The argument in the NEJM article is whether the HIV/AIDS epidemic should be treated as a viral epidemic, subject to the control of standard public health measures, or as a social disease, one in which the social mores and dangers of stigmatism of the individual are of primary concern. Certainly, it would be easier, and perhaps more cost-effective, to monitor the disease in the US with standard notification of partners and track progression of the disease epidemiologically:

"Using the current CDC estimate of 40,000 new HIV infections per year, the potential to prevent half to two thirds of these infections, and the current average lifetime cost of care for a patient with HIV infection of $200,000,29 more effective epidemic control would save between $4 billion and $5.4 billion per year. Widespread availability of condoms, syringe-exchange programs, public health notification of the partners of infected persons, and improvement of case management and monitoring systems would be unlikely to cost more than an additional $1 billion to $2 billion per year nationally — two to three times the current CDC funding for HIV prevention."

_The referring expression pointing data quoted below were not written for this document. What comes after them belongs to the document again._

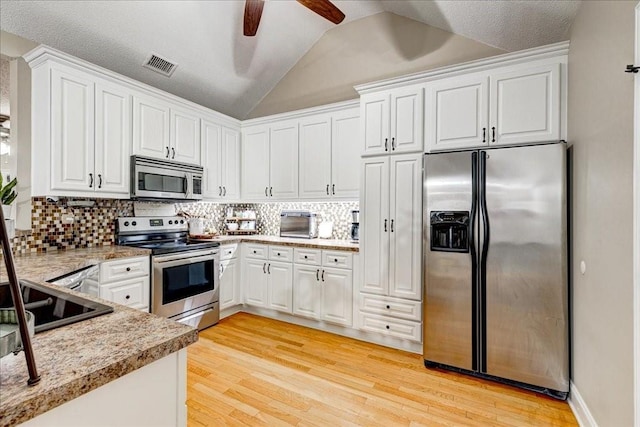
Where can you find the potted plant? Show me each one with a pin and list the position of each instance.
(7, 195)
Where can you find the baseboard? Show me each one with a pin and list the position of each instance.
(580, 409)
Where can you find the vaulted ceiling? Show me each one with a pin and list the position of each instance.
(220, 68)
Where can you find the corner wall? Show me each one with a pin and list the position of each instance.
(600, 129)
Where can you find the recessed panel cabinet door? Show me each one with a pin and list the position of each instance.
(150, 127)
(283, 160)
(525, 105)
(255, 163)
(374, 225)
(72, 131)
(405, 228)
(315, 157)
(112, 139)
(456, 113)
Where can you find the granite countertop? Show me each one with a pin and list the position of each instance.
(330, 244)
(75, 359)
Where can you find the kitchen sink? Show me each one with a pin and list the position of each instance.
(53, 308)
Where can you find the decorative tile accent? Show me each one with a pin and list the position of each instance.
(95, 226)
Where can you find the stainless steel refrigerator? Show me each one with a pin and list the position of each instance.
(495, 265)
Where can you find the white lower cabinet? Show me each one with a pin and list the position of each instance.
(124, 281)
(321, 291)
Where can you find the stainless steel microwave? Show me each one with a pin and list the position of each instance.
(154, 179)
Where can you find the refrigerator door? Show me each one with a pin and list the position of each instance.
(448, 279)
(526, 292)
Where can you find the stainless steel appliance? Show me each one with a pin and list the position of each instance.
(153, 179)
(495, 257)
(184, 275)
(298, 223)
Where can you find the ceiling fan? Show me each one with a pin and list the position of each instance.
(253, 12)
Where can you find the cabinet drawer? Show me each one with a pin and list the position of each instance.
(281, 253)
(390, 326)
(340, 259)
(256, 251)
(228, 251)
(124, 269)
(394, 307)
(307, 256)
(132, 292)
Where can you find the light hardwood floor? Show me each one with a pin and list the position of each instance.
(250, 370)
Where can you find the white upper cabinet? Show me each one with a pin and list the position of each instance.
(151, 118)
(221, 161)
(165, 131)
(184, 136)
(270, 161)
(518, 104)
(392, 121)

The authors argue that in an age of openness and multiple anti-retroviral drugs, that it's a travesty that 2/3 of those with newly identified HIV-positive serostatuses do not inform their partners. I agree with that assessment. However, the problem of partner notification is the question whether proclaiming one's status is considered as socially acceptable as the researchers. If it is socially acceptable, then HIV testing and prevention methods (condom distribution, decrease in number of partners, careful monitoring of existing viral load) is working. In that case, HIV might well be managed as a chronic disease. However, if it is not, then the stigma attached to HIV (and even to STI's in general)

The downside is that routine notification of partners may have an adverse effect on the utilization of health care services. Could knowing that one's partner would be notified translate into a lack of willingness to access health services?